New Jersey Governor Chris Christie isn’t the only one advocating to lift the national sports betting ban. Momentum is building to eliminate the Professional and Amateur Sports Protection Act (PASPA).
Federal Sports Betting Ban
Enacted in 1992, the PASPA specifically prohibits governmental entities, including the states, from authorizing sports wagering. The only current exceptions are the states of Nevada, Oregon, Montana and Delaware. The federal sports betting law also authorizes professional and amateur sports organizations, as well as the United States Attorney General, to file lawsuits to enforce PASPA provisions.
Supporters of the PASPA maintain that the law is needed to protect the integrity of the game and help deter gambling addiction. Former U.S. Senator and NBA star Bill Bradley stated that “[a]thletes are not roulette chips, but sports gambling treats them as such. Fmr. Sen. Bradley also stated that “If the dangers of state sponsored sports betting are not confronted, the character of sports and youngsters’ view of them could be seriously threatened.”
Despite the federal ban, sports wagering is on the rise. In 2016, Americans wagered more than $15 billion on the Super Bowl and the National Collegiate Athletic Association (NCAA) men’s basketball tournament. A staggering 97 percent of the foregoing bets were placed illegally. Given the billion-dollar black market for sports gambling, legalization is increasingly viewed as a means to stimulate the economy, particularly since legislation seems to only drive it underground. A poll by Public Opinion Strategies and Greenberg Quinlan Rosner Research found that 57 percent of independents, 58 percent of Republicans, and 50 percent of Democrats favor lifting the federal sports betting ban.

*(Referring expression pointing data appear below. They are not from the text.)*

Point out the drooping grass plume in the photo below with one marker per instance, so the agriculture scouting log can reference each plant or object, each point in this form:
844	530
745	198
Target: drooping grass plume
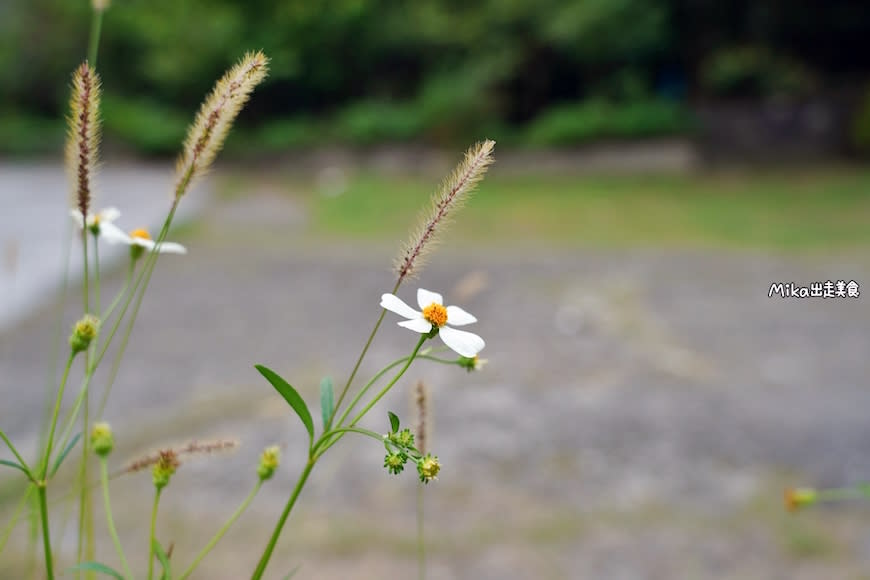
451	195
191	448
215	118
83	135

New Jersey’s PASPA Lawsuit
New Jersey’s lawsuit challenging the PASPA is currently pending before the U.S. Supreme Court. On June 27, 2017, the justices decided to consider New Jersey’s appeal.
In 2012, New Jersey passed a law establishing a regulatory framework for legalized sports betting. The country’s major professional sports leagues and the NCAA filed a lawsuit, which was joined by the Department of Justice. In its defense, the State of New Jersey argued that the federal ban is unconstitutional. It specifically maintained that the power to regulate gambling and benefit from the revenue it generates should rest with the states and not the federal government. New Jersey further argued that the PASPA violates the equal protection clause of the Fourteenth Amendment because it is not applied equally across all states. The Third Circuit rejected the constitutional challenge and concluded that the State could not regulate sports betting without running afoul of the PASPA. However, the appeals court held that the states retained “much room . . . to make their own policy” and were free to “enforce the laws they choose to maintain.”

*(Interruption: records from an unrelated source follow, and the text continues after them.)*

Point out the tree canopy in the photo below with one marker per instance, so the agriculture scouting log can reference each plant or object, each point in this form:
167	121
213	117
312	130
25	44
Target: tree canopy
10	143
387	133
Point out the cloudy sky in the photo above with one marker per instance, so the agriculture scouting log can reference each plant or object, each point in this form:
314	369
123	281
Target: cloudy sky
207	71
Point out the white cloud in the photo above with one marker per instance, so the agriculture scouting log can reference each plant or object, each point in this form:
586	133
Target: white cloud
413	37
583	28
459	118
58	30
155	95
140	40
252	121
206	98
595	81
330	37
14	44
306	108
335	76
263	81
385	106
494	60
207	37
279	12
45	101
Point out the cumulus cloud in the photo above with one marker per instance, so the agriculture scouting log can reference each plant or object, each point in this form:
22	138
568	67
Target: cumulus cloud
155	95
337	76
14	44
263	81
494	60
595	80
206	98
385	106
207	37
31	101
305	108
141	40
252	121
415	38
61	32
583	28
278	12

Seeking to comply with the Third Circuit’s decision, New Jersey passed a 2014 law that partially repealed State laws prohibiting sports wagering. The sports leagues again filed suit. In response, the State now alleges that it is unconstitutional for the PASPA to dictate the extent to which the states must maintain their prohibitions on sports wagering.
To date, New Jersey has been unsuccessful in convincing a court to agree that the PASPA is unconstitutional. However, the Third Circuit did acknowledge that Gov. Christie is not the only one to raise issues with the PASPA. “PASPA is not without its critics,” the Third Circuit wrote. “It has been criticized for prohibiting an activity, i.e., sports gambling, that its critics view as neither immoral nor dangerous. It has also been criticized for encouraging the spread of illegal sports gambling and for making it easier to fix games, since it precludes the transparency that accompanies legal activities.”

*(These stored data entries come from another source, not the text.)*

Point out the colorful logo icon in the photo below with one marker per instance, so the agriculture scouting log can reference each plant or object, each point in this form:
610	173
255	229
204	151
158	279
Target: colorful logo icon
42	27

The recently formed American Sports Betting Coalition (ASBC) is actively lobbying to overturn the federal sports betting ban. With a diverse membership that includes the Fraternal Order of Police, National District Attorneys Association, U.S. Conference of Mayors and National Conference of State Legislatures, the legislative solution could prove to be more successful than the judicial one. New Jersey residents, and other states interested in lifting the federal sports betting ban anxiously await the Supreme Court’s decision.